Posts Tagged ‘beneficiary’

Nasty Nats bash beneficiaries!

August 11, 2008

John Key has announced National party ‘Social Services’ policy, and unsurprisingly, given it was announced to the most unthinking, bigotted bunch of cranks you can find – the RSA, it is a ‘bash the beneficiary’ policy. Blithering pensioners ranted on about ‘giving beneficiaries respect’ and ‘making them feel good about themselves’, despite it mostly being a policy that lets WINZ staff cut benefits if you don’t get enough work once your kids hit 6 years old.

National party activist David Farrar (on his blog and National Radio this afternoon) nicely summarised the policy, as:

  • Paid work is the best way to reduce child poverty
  • A part-time work obligation on DPB recipients whose youngest child is six or older
  • A part-time work obligation on those (5,600) sickness and invalids beneficiaries who have been assessed as capable of working part-time
  • No work for the dole
  • Any long-term unemployed (one year or more) will have to reapply for the benefit and undergo a comprehensive work assessment
  • Case Managers to be given more options rather than just stopping benefit payments, such as a graduated reduction as an interim sanction
  • Increase in the earnings threshold before abatement from $80 a week to $100 a week
  • Anyone on the sickness benefit for more than a year will be sent to a designated doctor for an assessment
  • CPI adjustments to benefits to be enshrined in law (as it is for Super) rather than merely being convention
  • Those who frequently need benefit advances to attend (at taxpayer expense) a budget advisory service to help them manage
  • In my view, there are two positive points – increasing the abatement threshold from $80 to $100, and inflation (CPI) adjusting benefits in law – with one neutral point – budget advice (depending on how it is handled) – and the rest are 6 negative points (I ignore the claimed ‘no work for dole’ as it is contradicted by the following point, where unemployed have to reapply and get assessed – these are the first steps to work for dole). So an overall fail mark.

    Naturally, the Greens are baffled, Labour must be gleeful at their main opponents blundering like this and swiftly pointed out the old Nats ‘dob in a bludger’ campaign, and the other minor parties will struggle to find time to even comment (please media – don’t ask Peter Dunne what he thinks; if he had any policy he would have told you already).

    In my view, yes, there are people who are content to live on benefits when they could get ‘some’ paid work, but that is a very badly paid life that would not be very pleasant to live. The real focus should be on helping people into well-paid work (not just minimum wage) that fits in with their family commitments. And forcing invalids to work 15 hours a week or get their benefit cut is just obscene.

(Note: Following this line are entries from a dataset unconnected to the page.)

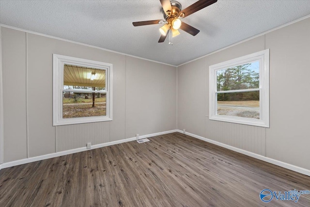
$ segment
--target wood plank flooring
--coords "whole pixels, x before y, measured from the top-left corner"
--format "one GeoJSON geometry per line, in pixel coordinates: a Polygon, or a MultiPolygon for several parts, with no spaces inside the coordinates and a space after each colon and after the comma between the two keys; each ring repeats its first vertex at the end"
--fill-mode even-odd
{"type": "Polygon", "coordinates": [[[174,133],[0,171],[1,207],[310,207],[310,177],[174,133]]]}

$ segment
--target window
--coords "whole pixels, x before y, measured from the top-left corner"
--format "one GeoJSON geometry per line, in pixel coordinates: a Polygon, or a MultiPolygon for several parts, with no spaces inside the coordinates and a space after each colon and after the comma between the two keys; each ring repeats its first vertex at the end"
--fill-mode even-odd
{"type": "Polygon", "coordinates": [[[53,126],[112,120],[112,64],[53,55],[53,126]]]}
{"type": "Polygon", "coordinates": [[[209,119],[269,127],[269,54],[209,67],[209,119]]]}

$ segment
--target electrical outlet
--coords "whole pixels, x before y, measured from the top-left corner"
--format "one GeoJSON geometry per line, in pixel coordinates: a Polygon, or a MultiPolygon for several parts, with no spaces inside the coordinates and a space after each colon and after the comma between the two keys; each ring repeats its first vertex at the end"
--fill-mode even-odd
{"type": "Polygon", "coordinates": [[[90,149],[91,148],[92,148],[92,143],[88,143],[87,144],[86,144],[86,148],[90,149]]]}

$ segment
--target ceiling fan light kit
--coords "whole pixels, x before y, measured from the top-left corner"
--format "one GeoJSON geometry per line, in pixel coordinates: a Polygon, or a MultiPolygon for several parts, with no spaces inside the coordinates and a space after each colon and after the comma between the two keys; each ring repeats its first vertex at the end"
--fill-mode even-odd
{"type": "Polygon", "coordinates": [[[164,18],[166,20],[158,19],[134,22],[132,24],[136,27],[165,23],[164,26],[159,28],[161,36],[158,42],[164,42],[169,33],[170,37],[169,44],[171,44],[172,45],[172,38],[180,34],[180,32],[178,30],[179,29],[193,36],[196,35],[200,32],[191,26],[182,22],[181,18],[186,17],[217,1],[217,0],[200,0],[182,10],[182,5],[177,1],[160,0],[163,8],[164,18]]]}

    The truly interesting question has been ignored by all parties of course – given beneficiary numbers have dropped substantially over the economic boom in Labour’s 9 years as government, why haven’t WINZ staff been better able to give individual attention to the smaller numbers on the benefit?

    I know of at least one person on the dole who used to work until an accident, but when his health returned, the WINZ staff stupidly tried getting him into computing courses. Given his very evident low academic potential, they should have been helping him into a supervised labouring job, but….? Over ten years later, no change in circumstances. The beneficiary should not be blamed if the government (both Nat and Labour for this guy) have not helped him into work.  But better for him to be on a benefit than have the Nats cut his benefit because he hadn’t fixed things, when he is clearly not capable of doing so.

    Better policy needed National – by far!!!

    One good option would be for the state to offer guaranteed full-time work (at the $12 an hour minimum wage or higher) for anyone who wants it – beneficiaries or others. This allows beneficiaries to choose to step up if they want and are capable, while still providing benefits for those unable to work in these tasks (say DoC tree planting, etc). The obvious danger though, is that people will view those still on the (lower paid) benefits as ‘undeserving’, and demand the benefits get eliminated, in which case the guaranteed work opportunity becomes ‘work for the dole’ (though at least at minimum wage – a big boost from current benefit levels).